Michel Hakim, BS (21 April 1921 in Maghdouché, Lebanon – 22 November 2006 in Montreal, Canada) was Vicar Apostolic of Canada and first bishop of the Melkite Greek Catholic Eparchy of Saint-Sauveur in Montréal in Canada.

==Life==
Michel Hakim was born in Maghdouché, Lebanon, to Greek Catholic parents, Nakhleh Hakim and Hanneh Hayek. His hometown, Maghdouché, is a well-known pilgrimage center, under the administration of the Melkite Greek Catholic Church. Hakim studied at St.-Sauveur seminary theology and was on November 10, 1947 ordained priest as Chaplain of the Melkite Basilian of the Most Holy Redeemer (BS). He worked as a school administrator in Damascus and later led a youth group in Zahle. In the 60s, Hakim completed his theological studies at the Sorbonne and the Institut Catholique de Paris. Since 1947 he was Superior of the Basilian Order.

On August 25, 1977, he was appointed bishop of the Melkite Greek Catholic Archeparchy of Sidon in Lebanon. The episcopal ordination was on September 10, 1977 by the Patriarch of Antioch Maximos V Hakim. His co-consecrators were the Archbishops Saba Youakim of Petra and Philadelphia in Jordan and Georges Haddad of Tyre in Lebanon.

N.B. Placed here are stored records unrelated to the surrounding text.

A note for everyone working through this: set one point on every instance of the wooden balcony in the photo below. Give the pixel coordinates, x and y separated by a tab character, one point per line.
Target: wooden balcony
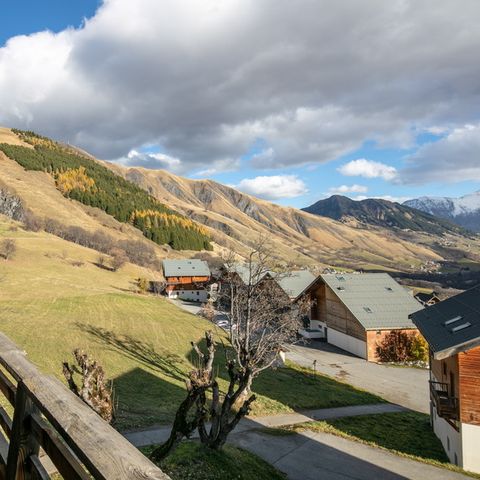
50	421
445	403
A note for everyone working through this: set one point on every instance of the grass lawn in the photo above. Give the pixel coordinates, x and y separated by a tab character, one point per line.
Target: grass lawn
193	461
408	434
49	306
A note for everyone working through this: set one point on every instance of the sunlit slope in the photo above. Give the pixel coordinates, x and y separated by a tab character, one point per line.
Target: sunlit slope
237	219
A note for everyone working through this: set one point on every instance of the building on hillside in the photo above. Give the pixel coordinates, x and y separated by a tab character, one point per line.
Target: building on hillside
356	311
291	283
427	299
452	330
295	282
187	279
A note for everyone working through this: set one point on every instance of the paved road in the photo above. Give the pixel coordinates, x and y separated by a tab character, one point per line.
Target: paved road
321	456
191	307
407	387
152	436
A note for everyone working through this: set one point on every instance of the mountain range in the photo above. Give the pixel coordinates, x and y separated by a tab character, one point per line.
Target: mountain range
464	211
234	220
381	213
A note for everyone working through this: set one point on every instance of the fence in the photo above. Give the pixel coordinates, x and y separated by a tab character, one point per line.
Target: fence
50	420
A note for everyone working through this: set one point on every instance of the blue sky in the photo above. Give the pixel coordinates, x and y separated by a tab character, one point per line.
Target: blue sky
22	17
292	114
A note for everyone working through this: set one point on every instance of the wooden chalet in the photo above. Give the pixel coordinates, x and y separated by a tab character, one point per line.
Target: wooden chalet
452	330
187	279
356	311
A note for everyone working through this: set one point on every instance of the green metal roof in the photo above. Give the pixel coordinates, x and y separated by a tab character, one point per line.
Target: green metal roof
185	268
453	325
294	283
376	300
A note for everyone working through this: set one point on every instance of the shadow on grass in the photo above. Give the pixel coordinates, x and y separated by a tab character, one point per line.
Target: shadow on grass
165	362
292	386
144	399
409	433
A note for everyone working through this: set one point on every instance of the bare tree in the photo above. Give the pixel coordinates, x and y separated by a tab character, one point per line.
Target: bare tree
262	319
8	247
94	391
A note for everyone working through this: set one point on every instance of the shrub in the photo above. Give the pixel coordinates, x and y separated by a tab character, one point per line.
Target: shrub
32	222
419	349
399	347
142	284
8	248
119	258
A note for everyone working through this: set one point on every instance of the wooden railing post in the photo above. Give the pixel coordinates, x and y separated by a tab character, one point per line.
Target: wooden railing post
23	444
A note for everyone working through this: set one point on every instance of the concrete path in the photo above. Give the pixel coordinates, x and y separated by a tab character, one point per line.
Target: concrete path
321	456
152	436
190	307
404	386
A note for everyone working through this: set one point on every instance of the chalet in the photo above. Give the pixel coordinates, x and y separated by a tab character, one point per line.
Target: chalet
452	330
295	282
356	311
187	279
291	283
427	299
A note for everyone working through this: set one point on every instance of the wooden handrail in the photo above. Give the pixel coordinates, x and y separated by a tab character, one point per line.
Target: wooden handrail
47	415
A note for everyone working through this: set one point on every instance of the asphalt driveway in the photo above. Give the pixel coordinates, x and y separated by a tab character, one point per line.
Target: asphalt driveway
321	456
404	386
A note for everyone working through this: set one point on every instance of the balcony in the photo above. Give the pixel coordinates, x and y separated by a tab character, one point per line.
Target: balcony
445	403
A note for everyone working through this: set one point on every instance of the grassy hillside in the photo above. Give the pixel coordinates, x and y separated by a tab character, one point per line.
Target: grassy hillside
235	219
87	181
53	298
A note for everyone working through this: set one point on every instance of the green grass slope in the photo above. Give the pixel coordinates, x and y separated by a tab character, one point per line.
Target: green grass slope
53	298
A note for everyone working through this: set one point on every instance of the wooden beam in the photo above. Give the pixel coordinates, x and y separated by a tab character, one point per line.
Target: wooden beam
22	443
102	450
68	465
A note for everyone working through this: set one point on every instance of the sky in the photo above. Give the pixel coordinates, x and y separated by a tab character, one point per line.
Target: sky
287	101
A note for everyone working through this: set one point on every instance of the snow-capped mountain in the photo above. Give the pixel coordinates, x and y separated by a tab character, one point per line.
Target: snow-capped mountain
464	211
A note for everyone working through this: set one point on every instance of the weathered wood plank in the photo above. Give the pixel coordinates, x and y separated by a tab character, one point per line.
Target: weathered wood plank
68	465
36	468
3	450
7	388
105	453
22	442
5	422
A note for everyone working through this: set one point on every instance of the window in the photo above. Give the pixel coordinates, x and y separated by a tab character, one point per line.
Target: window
453	320
460	327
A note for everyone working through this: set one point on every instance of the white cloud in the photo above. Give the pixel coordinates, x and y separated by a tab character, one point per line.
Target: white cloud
343	189
368	169
153	161
454	158
273	187
206	80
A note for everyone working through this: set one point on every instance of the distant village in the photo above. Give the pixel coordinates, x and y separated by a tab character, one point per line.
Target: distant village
361	312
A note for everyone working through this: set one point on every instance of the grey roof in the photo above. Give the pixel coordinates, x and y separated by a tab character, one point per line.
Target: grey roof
294	283
376	300
244	271
185	268
451	326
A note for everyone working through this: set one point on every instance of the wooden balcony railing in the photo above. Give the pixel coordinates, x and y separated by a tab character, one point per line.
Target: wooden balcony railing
445	403
50	421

Pope John Paul II named Hakim on 13 October 1980 to the Apostolic Vicariate of Canada for the Melkite Greek Catholic Church and at the same time appointed him Titular Bishop of Caesarea in Cappadocia of Greek Melkites. On 1 September 1984, after the nomination of the Apostolic Vicariate to Archeparchy, he was appointed Archbishop of Saint-Sauveur de Montréal. Hakim was co-consecrator of the bishops John Elya (Newton, USA), Nicholas Samra (Auxiliary bishop in Newton) and Sleiman Hajjar, BS, his successor in office. After his age-related retirement on 30 June 1998 retired Archbishop Hakim remained between Montreal and Lebanon.